Aside from him being one of the two people who have threatened to sue me, I find big Broon from Troon fascinating.
Gordon Brown's is the fourth telephone number under the B's in my black book of phone numbers, he was, at his best, a fine second row forward for West of Scotland, Scotland, and the British Lions. He arranged my first mortgage, he was the recently retired player annoying us on the box - my role just now - when I played, and is still a well known face around Glasgow. Now, remarkably, Gordon Brown is a full-time after-dinner speaker.
Brown told me from his home, yes, in Troon: ''When I turned 50 on the first of December I thought I would do what I wanted to do now. I had been in the financial industry for 30 years, and I had enjoyed it, but I had built the speaking up so that I could make a living from it.
''Both my wife, Linda, and my daughter, Mardi, have ME, so I want to be able to work at night or at lunch time to spend time with them instead of being away all day every day. Stopping a nine to five job is something I wanted to do.''
What is happening now, according to Brown, is that rugby is getting its share of a phenomenon that has so far appeared to afflict only football and boxing, and that is the down at the heel former superstar. ''I don't want to name the boys concerned, but there really are three or four former greats who are now having a hard time, unemployed, and a bit shabby with drink and money problems.'' says Brown.
''I was doing a lunch for a team which had been picked of the greatest all-time Lions side - I'm in it - and there were some lads there who are struggling. And that I find a tragedy that men who were once so great for Britain are now having hard times.''
However, where the 1974 Lions won their series in South Africa, is there the danger that the '87 Lions overshadow that fact with their own series victory? Not a bit of it says Brown, as the '87 Lions lacked one essential ingredient.
''They just didn't have the same charisma individually as the 1974 Lions.'' he says. ''Nothing I have seen or heard since South Africa this summer has diminished the respect with which the 74 Lions are viewed, and in fact, would you believe it, there is a twenty-fifth anniversary year being organised for the tour, and there are already three major companies vying to be the main sponsors.
''Much of what we will be doing will be for charity. No, I think the great names like Willy John and the others will live on and, in fact, there are those in South Africa who can reel that team off and not the '87 side.''
Now Brown looks on at the Scottish rugby scene and wishes he was part of it, but I sense he wishes it still had some of the attractions and values his era offered. ''I'd love to have been a player now, a full-time rugby player,'' he said.
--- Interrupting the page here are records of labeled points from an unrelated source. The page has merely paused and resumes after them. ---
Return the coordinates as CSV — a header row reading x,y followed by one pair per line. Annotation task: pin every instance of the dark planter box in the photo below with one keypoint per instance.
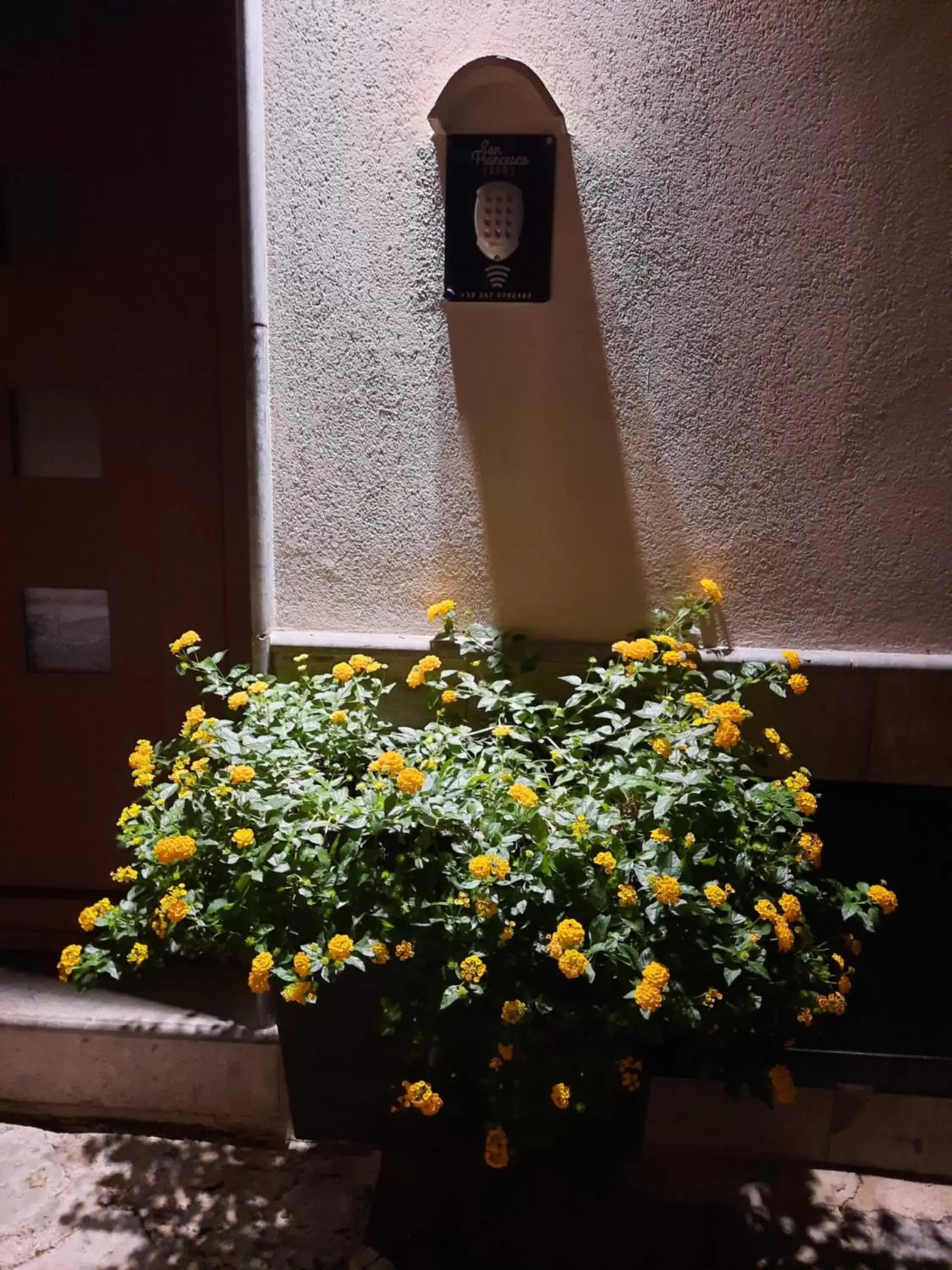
x,y
339,1070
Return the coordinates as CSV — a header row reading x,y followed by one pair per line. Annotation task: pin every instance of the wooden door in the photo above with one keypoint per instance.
x,y
122,451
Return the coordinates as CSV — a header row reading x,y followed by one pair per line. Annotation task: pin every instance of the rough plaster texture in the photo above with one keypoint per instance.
x,y
746,378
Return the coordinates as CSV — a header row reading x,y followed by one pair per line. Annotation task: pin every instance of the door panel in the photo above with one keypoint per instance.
x,y
136,310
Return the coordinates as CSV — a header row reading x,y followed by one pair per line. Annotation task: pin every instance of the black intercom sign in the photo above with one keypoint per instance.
x,y
501,195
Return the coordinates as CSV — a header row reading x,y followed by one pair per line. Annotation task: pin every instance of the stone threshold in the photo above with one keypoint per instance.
x,y
188,1048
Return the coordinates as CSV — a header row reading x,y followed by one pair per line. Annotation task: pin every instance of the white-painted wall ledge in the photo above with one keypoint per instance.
x,y
818,657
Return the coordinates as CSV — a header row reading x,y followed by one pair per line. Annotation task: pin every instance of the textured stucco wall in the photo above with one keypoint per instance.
x,y
763,197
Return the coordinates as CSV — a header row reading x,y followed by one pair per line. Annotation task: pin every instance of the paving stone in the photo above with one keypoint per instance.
x,y
124,1202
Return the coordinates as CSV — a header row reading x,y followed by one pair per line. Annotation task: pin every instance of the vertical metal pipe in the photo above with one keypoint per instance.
x,y
256,304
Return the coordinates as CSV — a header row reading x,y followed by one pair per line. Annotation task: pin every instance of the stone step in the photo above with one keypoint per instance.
x,y
187,1048
192,1048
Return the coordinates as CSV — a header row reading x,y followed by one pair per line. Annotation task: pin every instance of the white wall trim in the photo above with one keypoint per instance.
x,y
254,243
823,657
''At one of the Lions lunches recently I turned to the crowd, showed them the greats along from me at the table, and I asked them what price now for these great players.'' he says.
''But for the first time ever I worry about Scotland and the Five Nations this year. It saddens me that, despite all the work that is being put in, we are not producing the great home-grown players, and you would have to say that the best thing for some of our players now would be to play for clubs in England. We always used to have five great players, we don't seem to now.''
It is not right to end on a low note when speaking to Broonie. I used to be deeply suspicious of him as he seemed to be happy and jokey all the time. Let's end on a story. The press is full of the London Scottish biting incident at the moment. ''I once bit a player.'' said Broonie to me. ''It was a Frenchman, he stuck his fingers in my mouth at Parc des Princes. Well, I had to, didn't I?'' Decent bloke Gordon Brown.